The future of a dam on the Sam Davis Home property is hanging in the air, as one set of advocates tries to preserve it while another says it is dangerous and should be demolished.
Both sides agree the dam was built on Stewarts Creek in 1939 to provide for a reflection pool to complement flower beds. The pool is on the border of the museum property and Smyrna Elementary School. The sides disagree on the dam’s safety and its historical significance.
In the latest action, the Tennessee Historic Commission has placed a halt on any demolition plans. The Sam Davis Home, although managed by local trustees, is state property, so the state has input on certain decisions. The museum is also listed on the National Register of Historic Places.
Susan McClamroch, a historic preservation specialist with the Tennessee Historical Commission, provided a letter from her agency declaring the dam to be a “contributing resource” to the Sam Davis House that should not be demolished. One reason listed is the dam’s role in agriculture.
The State Historic Preservation Office “determined that the dam at the Sam Davis Home is eligible for the National Register as a contributing element to the property. This eligibility is based on looking at the property not only for Sam Davis’ local importance, but as part of the broader significance of a property representing the agricultural history of the county. As such, its removal would constitute an adverse effect.”

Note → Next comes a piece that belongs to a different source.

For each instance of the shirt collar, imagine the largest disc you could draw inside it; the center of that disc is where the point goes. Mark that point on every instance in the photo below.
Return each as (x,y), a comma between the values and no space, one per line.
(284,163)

McClamroch said the historical commission is open to working with agencies on mitigation and minimizing effects. If the Army Corps of Engineers wants to appeal the eligibility determination, it has to take it to the keeper of the National Register.
Greg Tucker, the Rutherford County historian, is one of the people trying to save the dam. He said he questions the selling of environmental mitigation credits, which he calls a “big industry.” He said preservationists learned about the plan only when public notice was published. He cited estimates of $1.5 million in mitigation credits, which would go to the compact, he said.
County Commissioner Pettus Read is a trustee of the Sam Davis Home. The effort to remove the dam dates to 2015.
The pool has “taken a lot of beating from Stewarts Creek,” Read said. It is breaching, especially toward the school. When the water is low, a person can walk around the end of the dam, he said. The U.S. Army Corps of Engineers has previously issued permits for its removal due to structural concerns, he said.
Read, who has spent his life in the agricultural field, said the dam does not serve any agricultural purpose.
Such dams built on blue-line (or major) streams are not often being rebuilt often unless they have an irrigation or flood-control purpose, and that is not the case here, he said. The trustees worry about liability.
The Cumberland River Compact, a watershed advocate, wants to help the Sam Davis Home remove the dam at no cost to the museum, Read said. The removal could cost about $750,000. The compact would pay for it and offset the cost by selling wetland mitigation credits to developers who need credits for their projects.
The compact must oversee the creek for seven years to make sure the dam’s removal does not lead to issues downstream like flooding, so certain funds must be held in trust during that time, Read said.
Tucker said he believes nothing needs to be done to the dam. He said that since 1939, there have no safety incidents. He said he also has concerns that the Cumberland River Compact would have control of part of the museum’s land for seven years. The museum and the school board should receive some of the mitigation funds as well, he said.
However, the Sam Davis Home trustees proposed to the RCS School Board a memorandum of understanding that would split any leftover mitigation impact funds after a certain time between the schools, the museum and the compact, Read said.
Tiffany Johnson is a Rutherford County Board of Education member and former executive director of the Sam Davis Home. She said she believes the dam is unsafe as several people have nearly drowned there and it is compromised and it creates flooding. Repairs could cost over $1 million, and the museum does not have that money.
The Tennessee Historical Commission previously allowed the dam’s removal, but after preservationists complained, the commission ruled the dam may be historical, Read said. The trustees do not believe that to be the case, he said.